Quantile Regression

BACKGROUND

Figure 1: Quantile regression applied to dewpoint temperature at one station at the Army Test and Evaluation Command at the Dugway Testing Range in Utah, providing a probabilistic range that the dew point may fall within at a lead-time of 42-hr.
Figure 1: Quantile regression applied to dewpoint temperature at one station at the Army Test and Evaluation Command at the Dugway Testing Range in Utah, providing a probabilistic range that the dew point may fall within at a lead-time of 42-hr.

Post-processing ensemble forecasts is generally a necessary requirement to provide meaningful probabilistic guidance to users.  One approach that has been used for a variety of applications is quantile regression (QR). RAL scientists are applying a novel statistical correction approach by combining QR with other post-processing approaches (e.g. analog, logistic regression) to calibrate at the specific probability intervals required by the user. Some of the benefits of this approach are that no assumptions are required on the form of the forecast probability distribution function to attain optimality; the resultant forecast skill is no worse than a forecast of either climatology or persistence; and the generated ensembles have dispersive properties directly related to the uncertainty in the forecast that one would expect.

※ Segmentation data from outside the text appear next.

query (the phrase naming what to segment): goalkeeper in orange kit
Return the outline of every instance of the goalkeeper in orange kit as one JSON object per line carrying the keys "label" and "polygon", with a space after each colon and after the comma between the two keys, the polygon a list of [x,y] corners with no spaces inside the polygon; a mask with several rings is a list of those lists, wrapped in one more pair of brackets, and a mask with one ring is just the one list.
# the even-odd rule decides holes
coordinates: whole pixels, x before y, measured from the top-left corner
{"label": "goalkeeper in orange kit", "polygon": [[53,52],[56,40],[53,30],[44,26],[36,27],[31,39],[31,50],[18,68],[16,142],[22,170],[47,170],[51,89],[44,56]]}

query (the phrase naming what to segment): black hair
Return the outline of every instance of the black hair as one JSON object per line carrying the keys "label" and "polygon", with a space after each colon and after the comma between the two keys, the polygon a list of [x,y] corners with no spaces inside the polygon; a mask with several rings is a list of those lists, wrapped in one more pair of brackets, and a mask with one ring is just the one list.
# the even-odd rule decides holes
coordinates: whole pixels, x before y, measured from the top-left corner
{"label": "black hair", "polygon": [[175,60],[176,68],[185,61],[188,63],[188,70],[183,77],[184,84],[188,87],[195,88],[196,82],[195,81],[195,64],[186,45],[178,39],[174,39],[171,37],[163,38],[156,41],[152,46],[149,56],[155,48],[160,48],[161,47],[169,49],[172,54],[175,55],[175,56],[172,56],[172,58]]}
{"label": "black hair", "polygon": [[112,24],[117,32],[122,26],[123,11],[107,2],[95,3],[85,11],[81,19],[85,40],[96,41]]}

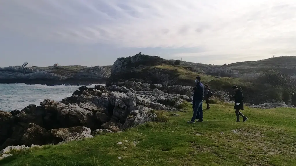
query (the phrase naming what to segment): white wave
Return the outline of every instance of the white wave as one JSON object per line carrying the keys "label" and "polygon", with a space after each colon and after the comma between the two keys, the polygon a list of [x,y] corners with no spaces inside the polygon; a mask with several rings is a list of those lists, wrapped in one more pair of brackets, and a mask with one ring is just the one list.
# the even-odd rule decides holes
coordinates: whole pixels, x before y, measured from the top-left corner
{"label": "white wave", "polygon": [[[93,88],[95,84],[86,86]],[[21,110],[30,104],[38,106],[44,99],[57,101],[71,96],[81,86],[65,85],[48,86],[25,84],[0,84],[0,110]]]}

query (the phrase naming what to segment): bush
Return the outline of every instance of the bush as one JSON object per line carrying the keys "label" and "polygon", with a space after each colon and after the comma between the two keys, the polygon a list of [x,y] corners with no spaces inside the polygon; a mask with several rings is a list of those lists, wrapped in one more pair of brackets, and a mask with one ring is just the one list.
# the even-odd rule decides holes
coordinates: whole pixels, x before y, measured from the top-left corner
{"label": "bush", "polygon": [[157,122],[166,122],[168,121],[170,117],[168,116],[168,112],[163,110],[158,110],[155,111],[156,114],[155,121]]}
{"label": "bush", "polygon": [[[265,92],[266,99],[270,102],[283,101],[282,91],[281,88],[270,88]],[[272,100],[272,101],[270,101]]]}
{"label": "bush", "polygon": [[176,60],[175,61],[174,64],[175,64],[175,65],[180,65],[180,64],[181,64],[181,61],[180,61],[179,59],[178,59],[178,60]]}
{"label": "bush", "polygon": [[267,71],[256,78],[256,82],[258,83],[268,84],[274,87],[284,88],[291,92],[294,92],[296,89],[295,80],[278,70]]}
{"label": "bush", "polygon": [[286,89],[284,90],[283,92],[283,101],[286,104],[289,105],[291,103],[292,100],[291,93]]}

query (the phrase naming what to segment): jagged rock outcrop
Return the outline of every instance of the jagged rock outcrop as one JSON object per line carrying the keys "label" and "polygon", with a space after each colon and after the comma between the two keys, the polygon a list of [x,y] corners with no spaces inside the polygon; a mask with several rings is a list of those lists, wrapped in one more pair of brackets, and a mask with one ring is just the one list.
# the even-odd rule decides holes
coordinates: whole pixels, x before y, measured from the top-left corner
{"label": "jagged rock outcrop", "polygon": [[296,107],[293,105],[287,105],[281,102],[270,102],[261,104],[259,105],[253,104],[249,107],[252,108],[262,109],[269,109],[279,107],[296,108]]}
{"label": "jagged rock outcrop", "polygon": [[42,147],[33,144],[32,144],[30,147],[26,147],[24,145],[22,145],[21,146],[17,145],[7,147],[5,149],[0,151],[0,160],[5,157],[12,156],[13,154],[10,153],[12,151],[24,150],[34,147],[40,148]]}
{"label": "jagged rock outcrop", "polygon": [[89,85],[104,83],[111,74],[111,66],[80,66],[55,68],[0,68],[0,84],[25,83],[48,85]]}
{"label": "jagged rock outcrop", "polygon": [[229,69],[221,69],[217,67],[208,67],[203,69],[206,74],[218,76],[221,73],[221,77],[238,77],[242,75],[239,71]]}
{"label": "jagged rock outcrop", "polygon": [[[109,86],[118,81],[123,82],[122,80],[125,80],[168,86],[194,85],[194,78],[189,79],[179,78],[178,76],[181,74],[177,70],[156,67],[164,64],[174,65],[173,61],[171,61],[145,55],[138,54],[131,57],[118,58],[112,66],[111,75],[106,85]],[[198,70],[193,67],[186,67],[192,70]]]}
{"label": "jagged rock outcrop", "polygon": [[[0,111],[0,149],[120,132],[154,121],[153,110],[179,110],[183,102],[190,100],[187,96],[165,92],[148,84],[125,82],[120,83],[121,86],[82,86],[62,102],[45,99],[38,106]],[[159,87],[163,87],[155,86]]]}
{"label": "jagged rock outcrop", "polygon": [[[150,84],[147,83],[136,82],[128,80],[123,82],[116,82],[114,85],[109,87],[109,88],[110,87],[112,87],[112,89],[116,89],[121,92],[126,91],[125,90],[123,89],[127,89],[128,92],[132,92],[134,93],[145,94],[154,102],[155,101],[155,96],[156,96],[157,99],[156,100],[157,100],[157,102],[170,106],[173,105],[174,103],[176,103],[173,102],[174,101],[176,101],[173,99],[176,97],[176,99],[178,98],[191,102],[191,97],[193,93],[193,87],[179,85],[172,86],[163,86],[160,84]],[[126,87],[129,87],[129,89]],[[214,94],[214,97],[219,100],[224,102],[229,100],[227,92],[215,89],[212,89],[211,91]],[[151,93],[151,92],[152,92],[152,93],[153,94],[149,95],[149,93]],[[165,99],[157,96],[158,94],[161,95],[166,96]],[[177,108],[178,107],[175,105],[174,107]]]}

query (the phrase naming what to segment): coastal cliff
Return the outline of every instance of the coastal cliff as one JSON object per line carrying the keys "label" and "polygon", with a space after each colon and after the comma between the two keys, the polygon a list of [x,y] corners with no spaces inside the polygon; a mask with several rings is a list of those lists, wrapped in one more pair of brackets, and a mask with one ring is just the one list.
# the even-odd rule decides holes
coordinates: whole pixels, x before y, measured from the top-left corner
{"label": "coastal cliff", "polygon": [[48,86],[104,84],[111,74],[111,66],[10,66],[0,68],[0,84],[25,83]]}

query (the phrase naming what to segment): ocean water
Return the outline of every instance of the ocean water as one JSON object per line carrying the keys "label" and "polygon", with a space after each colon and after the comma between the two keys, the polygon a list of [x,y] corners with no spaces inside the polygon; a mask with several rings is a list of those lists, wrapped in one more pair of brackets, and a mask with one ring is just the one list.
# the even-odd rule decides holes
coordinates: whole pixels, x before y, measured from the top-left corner
{"label": "ocean water", "polygon": [[[87,86],[94,87],[94,86]],[[46,99],[61,101],[63,99],[71,96],[80,87],[0,84],[0,110],[21,110],[29,104],[39,105],[40,102]]]}

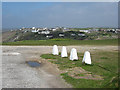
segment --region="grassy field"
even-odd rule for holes
[[[60,70],[67,71],[62,72],[61,76],[66,82],[70,83],[74,88],[117,88],[118,87],[118,52],[96,51],[91,53],[92,65],[82,64],[83,53],[78,53],[79,60],[71,61],[69,58],[61,58],[52,54],[43,54],[42,58],[45,58],[49,62],[52,62],[58,66]],[[85,78],[75,78],[70,76],[75,67],[81,67],[89,73],[74,72],[77,77],[87,77],[86,75],[99,75],[103,80],[93,80]],[[70,70],[69,70],[70,69]],[[75,70],[74,70],[75,71]],[[77,74],[76,74],[77,73]]]
[[[118,39],[109,40],[72,40],[72,39],[50,39],[50,40],[25,40],[2,43],[2,45],[118,45]]]

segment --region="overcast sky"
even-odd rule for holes
[[[3,28],[118,27],[117,2],[3,2]]]

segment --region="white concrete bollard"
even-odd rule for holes
[[[54,46],[53,46],[53,51],[52,51],[52,54],[53,54],[53,55],[59,55],[57,45],[54,45]]]
[[[86,51],[84,53],[84,57],[83,57],[82,63],[91,64],[90,52]]]
[[[67,49],[65,46],[62,47],[61,57],[67,57]]]
[[[77,50],[75,48],[72,48],[71,52],[70,52],[70,60],[78,60],[78,56],[77,56]]]

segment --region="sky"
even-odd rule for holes
[[[2,27],[118,27],[117,2],[3,2]]]

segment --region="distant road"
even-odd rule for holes
[[[67,46],[78,52],[86,50],[118,50],[117,46]],[[61,50],[61,47],[59,47]],[[52,46],[2,46],[2,88],[69,88],[52,65],[43,64],[39,68],[28,66],[25,62],[40,59],[41,54],[51,53]]]

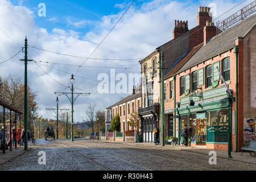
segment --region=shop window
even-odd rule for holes
[[[210,65],[205,69],[205,80],[206,88],[212,86],[212,65]]]
[[[153,104],[153,89],[152,86],[148,87],[148,105],[151,106]]]
[[[128,114],[130,114],[130,104],[128,104]]]
[[[228,57],[222,61],[222,75],[226,81],[230,80],[230,59]]]
[[[166,84],[164,84],[164,100],[166,100]]]
[[[174,81],[171,81],[170,82],[170,98],[174,97]]]
[[[197,88],[197,72],[193,72],[192,74],[192,92],[196,91]]]
[[[228,110],[207,112],[207,142],[228,142]]]
[[[180,78],[180,96],[182,96],[185,94],[185,76],[183,76]]]

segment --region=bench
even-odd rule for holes
[[[242,147],[242,150],[243,150],[243,152],[242,152],[242,154],[241,155],[243,155],[243,151],[245,151],[245,150],[249,151],[250,154],[251,155],[252,155],[251,154],[251,152],[250,152],[250,151],[256,152],[256,141],[250,141],[249,147]]]

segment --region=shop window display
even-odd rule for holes
[[[207,142],[227,142],[228,109],[207,112]]]

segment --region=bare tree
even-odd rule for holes
[[[89,105],[87,106],[86,110],[85,110],[85,114],[88,117],[88,121],[82,119],[87,126],[92,127],[92,133],[94,133],[94,110],[96,107],[96,105],[95,104],[92,104],[91,103],[89,103]]]

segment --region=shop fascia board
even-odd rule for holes
[[[196,109],[196,108],[202,108],[202,110],[201,111],[206,111],[208,110],[208,109],[204,109],[203,107],[204,106],[211,106],[211,105],[213,105],[215,104],[224,104],[224,105],[223,106],[221,106],[221,107],[218,107],[218,109],[220,108],[222,108],[222,107],[226,107],[228,106],[228,104],[229,104],[229,100],[228,98],[225,98],[220,100],[218,100],[218,101],[212,101],[210,102],[208,102],[208,103],[204,103],[204,104],[201,104],[201,106],[199,106],[199,104],[196,105],[196,106],[186,106],[186,107],[181,107],[181,108],[177,108],[177,111],[178,112],[178,114],[180,114],[179,113],[180,111],[185,111],[185,110],[188,110],[188,113],[181,113],[181,114],[189,114],[189,113],[196,113],[198,111],[192,111],[191,112],[190,110],[192,109]],[[217,108],[216,108],[217,109]],[[210,110],[212,110],[210,109]]]

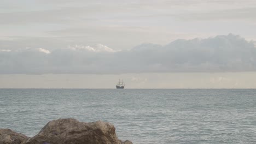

QR is also a powerful approach for combining different forecast model outputs to generate one coherent and reliable probability distribution function of what the future weather will be. RAL scientists have merged medium-range ensemble rainfall forecasts from five global weather centers (Canada, China, ECMWF, US, Brazil) to calibrate and enhance the accuracy of rainfall forecasts over both East Africa and the Indian subcontinent, gaining 2- to 3-days in additional forecasting skill in the process.

ACCOMPLISHMENTS IN FY2017

  • A combined QR-analog approach was further refined in the application of numerical wind speed prediction in the optimal management of wind turbines and wind power resource within China
  • A combined QR-logistic regression approach has been further refined in the application of post-processing of numerical weather forecasts for the Army Test and Evaluation Command at the Dugway Testing Range in Utah
  • QR was also applied to blend ensemble rainfall forecasts from eight weather forecasting centers for the Indian Bihar State to optimize rainfall prediction ensembles that feed into hydrologic models for the Kosi and Bagmati river basins
  • QR was also applied to generate improved ensemble predictions of river flow and height at hydrologic gauging stations in the Ganges and Brahmaputra river basins within India
  • QR has also been utilized to provide ensemble rainfall and streamflow forecasts at a variety of time scales for Sudan utilizing ensemble rainfall data from a variety of global circulation models and geophysical regressors
Figure 2: Quantile regression applied to Kosi river (India) basin-wide rainfall forecasts during 2015-6, blending forecasts from five global weather centers into one “grand global ensemble” for this particular basin, enhancing forecast skill out 2 to 3 additional days longer.
Figure 2: Quantile regression applied to Kosi river (India) basin-wide rainfall forecasts during 2015-6, blending forecasts from five global weather centers into one “grand global ensemble” for this particular basin, enhancing forecast skill out 2 to 3 additional days longer.

PLANS FOR FY2018

  • Merge QR with geophysical predictors to further optimize rainfall and streamflow prediction at time-scales of 1-15 days, 2-6 weeks, and 1-6 months in advance for the optimal management of flow releases from hydro-electric reservoirs within Ethiopia and the greater East Africa region
  • Expand the prediction of river water level across the Brahmaputra and Ganges catchments utilizing QR with a combination of river width measurements and hydrologic multi-model forecasting.